Logistic Regression¶
Logistic regression. Currently, this class only supports binary classification.
Input¶
This takes in a DataFrame and performs Logistic Regression
Output¶
The Logistic Regression Model generated is passed along to the next nodes. The input DataFrame is also passed along to the next nodes
Type¶
ml-estimator
Class¶
fire.nodes.ml.NodeLogisticRegression
Fields¶
Name |
Title |
Description |
|---|---|---|
featuresCol |
Features Column |
Features column of type vectorUDT for model fitting |
labelCol |
Label Column |
The label column for model fitting |
predictionCol |
Prediction Column |
The prediction column created during model scoring |
splitRatio |
Split Ratio |
Split Ratio |
maxIter |
Maximum Iterations |
Maximum number of iterations (>= 0) |
fitIntercept |
Fit Intercept |
Whether to fit an intercept term |
regParam |
Regularization Param |
The regularization parameter |
standardization |
Standardization |
Whether to standardize the training features before fitting the model |
threshold |
Threshold |
The threshold in binary classification prediction |
tol |
Tolerance |
The convergence tolerance for iterative algorithms |
elasticNetParam |
ElasticNet Param |
The ElasticNet mixing parameter. For alpha = 0, the penalty is an L2 penalty. For alpha = 1, it is an L1 penalty |
weightCol |
Weight Column |
If the ‘weight column’ is not specified, all instances are treated equally with a weight 1.0 |
aggregationDepth |
Aggregation Depth |
Param for suggested depth for treeAggregate (>= 2) |
family |
Family |
Param for the name of family which is a description of the label distribution to be used in the model |
gridSearch |
Grid Search |
|
regParamGrid |
Regularization Param Grid Search |
Regularization Parameters for Grid Search |
elasticNetGrid |
ElasticNet Param Grid Search |
ElasticNet Parameters for Grid Search |
confusionMatrix |
Confusion Matrix |
|
output_confusion_matrix_chart |
Output Confusion Matrix Chart |
whether to display confusion matrix chart. |
cm_chart_title |
Confusion Matrix Chart Title |
Title name to display in Confusion Matrix Chart |
cm_chart_description |
Confusion Matrix Chart Description |
Description to display in Confusion Matrix CHart |
confusionMatrixTargetLegend |
Confusion Matrix Target Legend |
Legend name to display for Target in Confusion Matrix |
confusionMatrixPredictedLabelLegend |
Confusion Matrix PredictedLabel Legend |
Legend name to display for Predicted Label in Confusion Matrix |
confusionMatrixCountLegend |
Confusion Matrix Count Legend |
Legend name to display for Count in Confusion Matrix |
confusionMatrixCountLegend |
Confusion Matrix Count Legend |
Legend name to display for Count in Confusion Matrix |
Description |
Confusion Matrix Description |
|
confusionMatrixRowDescription |
Confusion Matrix Outcome description |
One can provide the business details of the outcome of the confusion matrix rows |
ROC Curve |
ROC Curve |
|
output_roc_curve |
Output ROC Curve |
whether to display confusion matrix chart. |
roc_title |
ROC Curve Chart Title |
Title name to display in ROC Curve Chart |
roc_description |
ROC Curve Chart Description |
Add Description for ROC Curve Chart |
xlabel |
X Label |
X label |
ylabel |
Y Label |
Y Label |
Details¶
Logistic regression is a popular method to predict a categorical response.

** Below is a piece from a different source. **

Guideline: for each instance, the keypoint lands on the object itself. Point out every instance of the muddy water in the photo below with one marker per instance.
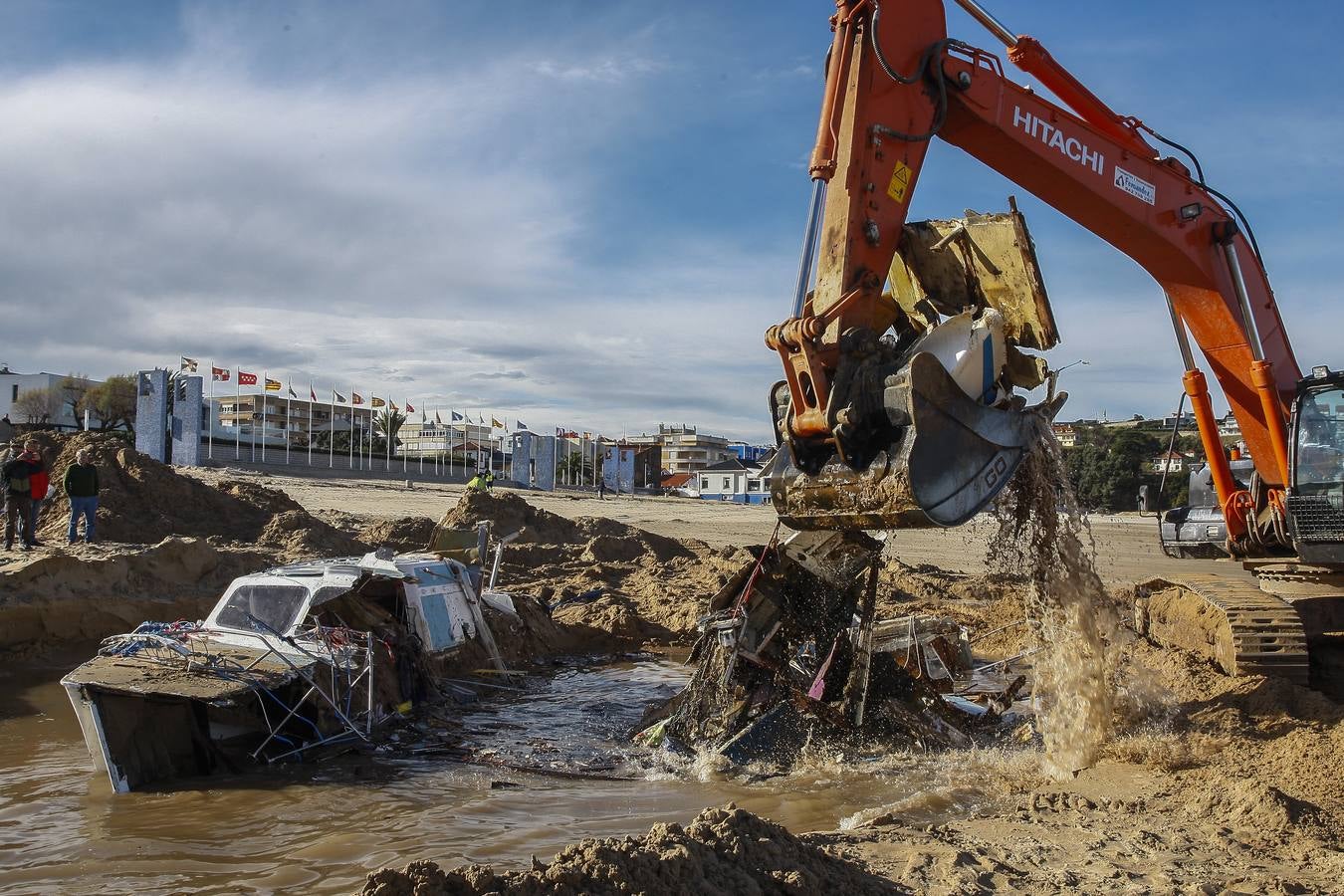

It is a special case of Generalized Linear models that predicts the probability of the outcomes.
In spark.ml logistic regression can be used to predict a binary outcome by using binomial logistic regression, or it can be used to predict a multiclass outcome by using multinomial logistic regression.
More details are available at:
http://spark.apache.org/docs/latest/ml-classification-regression.html#logistic-regression
Examples¶
The below example is available at : https://spark.apache.org/docs/2.3.0/ml-classification-regression.html#logistic-regression¶
import org.apache.spark.ml.classification.LogisticRegression
// Load training data
val training = spark.read.format(“libsvm”).load(“data/mllib/sample_libsvm_data.txt”)
val lr = new LogisticRegression()
.setMaxIter(10)
.setRegParam(0.3)
.setElasticNetParam(0.8)
// Fit the model
val lrModel = lr.fit(training)
// Print the coefficients and intercept for logistic regression
println(s”Coefficients: ${lrModel.coefficients} Intercept: ${lrModel.intercept}”)
// We can also use the multinomial family for binary classification
val mlr = new LogisticRegression()
.setMaxIter(10)
.setRegParam(0.3)
.setElasticNetParam(0.8)
.setFamily(“multinomial”)
val mlrModel = mlr.fit(training)
// Print the coefficients and intercepts for logistic regression with multinomial family
println(s”Multinomial coefficients: ${mlrModel.coefficientMatrix}”)
println(s”Multinomial intercepts: ${mlrModel.interceptVector}”)